In my honest opinion, this is a self-defeating engineering idea. Yes, provide ease-of-use, (the kindle has the best for that, and no reason no to ape it, if possible) but don't forget the open-source public domain. Could a manufacturer who is doing a one button buy/download not check (and maybe cough up some money) to rig a one-button download from Project Gutenberg?
If you're just selling hardware, letting your customer download free PD e-books shouldn't matter to you, and gives you a marketing edge over the DRM focused hardware makers. But it isn't just downloading. Your e-book reader must have robust support of open-source formats. That means embedded images, different fonts, accurate hyphenation (or no hyphenation at all) and special characters. Nobody does this in the e-ink world. (Well maybe Irex, at a very high price.)

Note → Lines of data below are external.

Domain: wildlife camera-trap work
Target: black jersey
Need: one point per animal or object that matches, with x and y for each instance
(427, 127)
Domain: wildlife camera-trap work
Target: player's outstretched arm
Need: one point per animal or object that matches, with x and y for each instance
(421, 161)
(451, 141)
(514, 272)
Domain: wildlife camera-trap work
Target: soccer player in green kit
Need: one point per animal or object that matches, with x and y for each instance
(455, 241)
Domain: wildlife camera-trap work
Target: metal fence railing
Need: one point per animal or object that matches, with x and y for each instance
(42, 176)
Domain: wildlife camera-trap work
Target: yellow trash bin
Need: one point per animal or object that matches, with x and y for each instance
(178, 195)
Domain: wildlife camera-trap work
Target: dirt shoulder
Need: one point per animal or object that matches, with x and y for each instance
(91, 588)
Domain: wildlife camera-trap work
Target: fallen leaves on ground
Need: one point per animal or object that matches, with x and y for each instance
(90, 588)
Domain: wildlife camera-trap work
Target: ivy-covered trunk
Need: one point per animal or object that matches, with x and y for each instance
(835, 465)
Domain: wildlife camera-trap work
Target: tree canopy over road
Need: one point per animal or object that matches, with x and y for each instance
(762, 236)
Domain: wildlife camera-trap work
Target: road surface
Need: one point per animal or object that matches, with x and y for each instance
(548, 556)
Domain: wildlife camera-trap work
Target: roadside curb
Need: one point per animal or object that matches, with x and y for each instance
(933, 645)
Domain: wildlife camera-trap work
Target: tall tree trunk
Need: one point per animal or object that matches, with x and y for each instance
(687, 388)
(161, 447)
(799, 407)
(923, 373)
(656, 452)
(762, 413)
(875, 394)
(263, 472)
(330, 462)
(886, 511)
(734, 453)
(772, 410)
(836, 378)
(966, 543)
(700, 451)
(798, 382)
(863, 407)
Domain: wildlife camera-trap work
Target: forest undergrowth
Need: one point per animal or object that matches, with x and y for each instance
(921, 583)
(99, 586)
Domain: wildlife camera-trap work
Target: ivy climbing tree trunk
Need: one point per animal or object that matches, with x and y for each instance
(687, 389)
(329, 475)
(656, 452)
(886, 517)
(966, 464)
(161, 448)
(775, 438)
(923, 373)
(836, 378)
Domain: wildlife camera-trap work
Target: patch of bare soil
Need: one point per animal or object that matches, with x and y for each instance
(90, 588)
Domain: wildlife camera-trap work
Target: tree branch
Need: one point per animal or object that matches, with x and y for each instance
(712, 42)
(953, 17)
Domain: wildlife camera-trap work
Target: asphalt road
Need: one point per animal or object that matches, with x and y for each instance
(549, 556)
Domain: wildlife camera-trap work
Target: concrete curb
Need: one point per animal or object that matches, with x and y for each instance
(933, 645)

I guess this thread has slowed down as most of us get tired of crankiong the same record over and over....

P.S. One last thing, with the Google/American Writers Guild settlement, setting up a one button download to Google e-books is going to give somebody a big marketing advantage....If you have the reader software to handle whatever format they will be made available in...

Last edited by Greg Anos; 12-05-2008 at 05:33 PM.